The boxing card was at the Chinook Winds Casino, and Chinook Winds’ idea of a media work room was to stuff the reporters into a meeting room across the hall from the ballroom that served as the makeshift boxing arena. After the Harding fight, the reporters repaired to their “work room,” only to find that it also was being used as Butterbean’s dressing room.

He was famous by that time, a boxing novelty act adored by the public for his everyman persona. Well, if every man was bald and weighed 400 pounds or so.

So, while we were busy working on stories about the local novelty that was Harding, Butterbean was busy preparing for his fight with a little shadow boxing. Trying to wax lyrically on deadline to a soundtrack of PFFFT-UGH-PFFFT-SHHHPP-PFFFT isn’t the easiest task in the world, but, hey, we’re trained professionals.
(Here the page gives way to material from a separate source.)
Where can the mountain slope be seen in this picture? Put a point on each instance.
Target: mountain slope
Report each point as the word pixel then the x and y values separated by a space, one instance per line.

Anyway, Butterbean is warming up, and making small talk with reporters, and sitting down at our table to autograph a stack of 8-by-10 glossy photos, and he comes across as just about the most personable and engaging world-famous 400-pounder who beats people up that I’ve ever shared a dressing room with.

Moments later, Butterbean walks across the hall to the arena to be greeted by copious cheers. We can hear the introductions and the bell and the sounds of the fight:

YAYYYY

HZZZAAAHHHH

OHHHHHHHHHHHHH!

“AND THE WINNER, AT 54 SECONDS OF THE FIRST ROUND . . . BUTTERBEAN!”

And then he came back, engaging as ever and none the worse for wear.

I was reminded of all that a couple weeks ago, when Sports Illustrated included a feature about Butterbean in its “Where Are They Now?” issue. He’s back in Alabama, returning to the roots that sprouted one of the most unlikely boxing careers in history, and he sounds just as likable as he was 10 years ago.